Откуда она могла знать? Неграмотная нянька с лопатистыми руками и лицом, полным жалости и к тем, у кого младенцы мордахой вышли, и к тем, на кого бы глаза ее, няньки, вообще не смотрели. А они смотрели, сволочи-глаза, и усмотрели на тридцать с лишним лет вперед, до этой вот секунды, как стягивает Соня копеечный плащик и швыряет его на стол как фашиста, а сама дрожит от нетерпения чувств.
– Что случилось? – тихо спрашивает мать, стараясь своим голосом погасить рождающийся в воздухе крик. Вот-вот сейчас, сию минуту…
– Я выхожу замуж, – говорит Соня, но голос ее – вот удивительная вещь – уже не в крике, а, как это ни странно, даже в благости, удовлетворении.
Третий раз в жизни мать слышит это сообщение. И в нем каждый раз надежда, что это уже навсегда. Глаза каждый раз не то что сияют, в них, конечно, огонь, но не тот, что светит, а тот, что как минимум жжется.
– Ты его любишь? – спросила мать.
– О господи, нашла слова. Слава богу, что не тошнит, как от Олега. Знаешь, какая у того последнее время была отрыжка? А ты про любовь. У тебя самой она была?
Она не знала, что сказать. Но ее вдруг неожиданно как бы закачало в высокой траве, а в босоножке кольнул уголек.
– Вот возьми и скажи мне, дуре, – кричит Соня, – она что, на самом деле существует, любовь?
– Замолчи, – тихо сказала мать, удивляясь, чего это ее колотит, будто она на обрыве, и еще одно Сонино слово и она – раз, и с концами вниз головой.

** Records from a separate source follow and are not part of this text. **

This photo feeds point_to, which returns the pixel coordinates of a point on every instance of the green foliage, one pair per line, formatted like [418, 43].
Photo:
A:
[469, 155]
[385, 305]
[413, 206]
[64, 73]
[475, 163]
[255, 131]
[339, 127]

– Закроем тему, – сказала она сухо, – папу я любила. – И добавила, смеясь: – А знаешь, как любил тебя дедушка? Как любил целовать твою попку?
– Фу! – говорит Соня. – Это, по-твоему, любовь, что ли? Та, что любовь?
Это Соня. Это дочь. Она жжется каждую минуту. Природная оборона на всякий случай. Мать никогда от нее не слышала: «Я тебя люблю» – интересно было бы тогда посмотреть в ее глаза.
– Я тебя раньше не беспокоила, пока Варька была маленькая. Но сейчас сообрази! Квартиру ты завещаешь Варьке или нет?
– Но я ведь еще жива!
– А ты просто возьми Варьку к себе сейчас. У нее ноги с дивана свисают, а мы с мужем рядом, рукой подать. А тебе какая-никакая подмога: в магазин сходить, твоим оглоедам голубям корм купить. Она у меня без кандибоберов, я ее не баловала почем зря. В общем, я сказала все. Нет, еще одно. Специально для тебя. Он – выкрест. Да я тебе уже на это намекала, – это она уже кричит с площадки.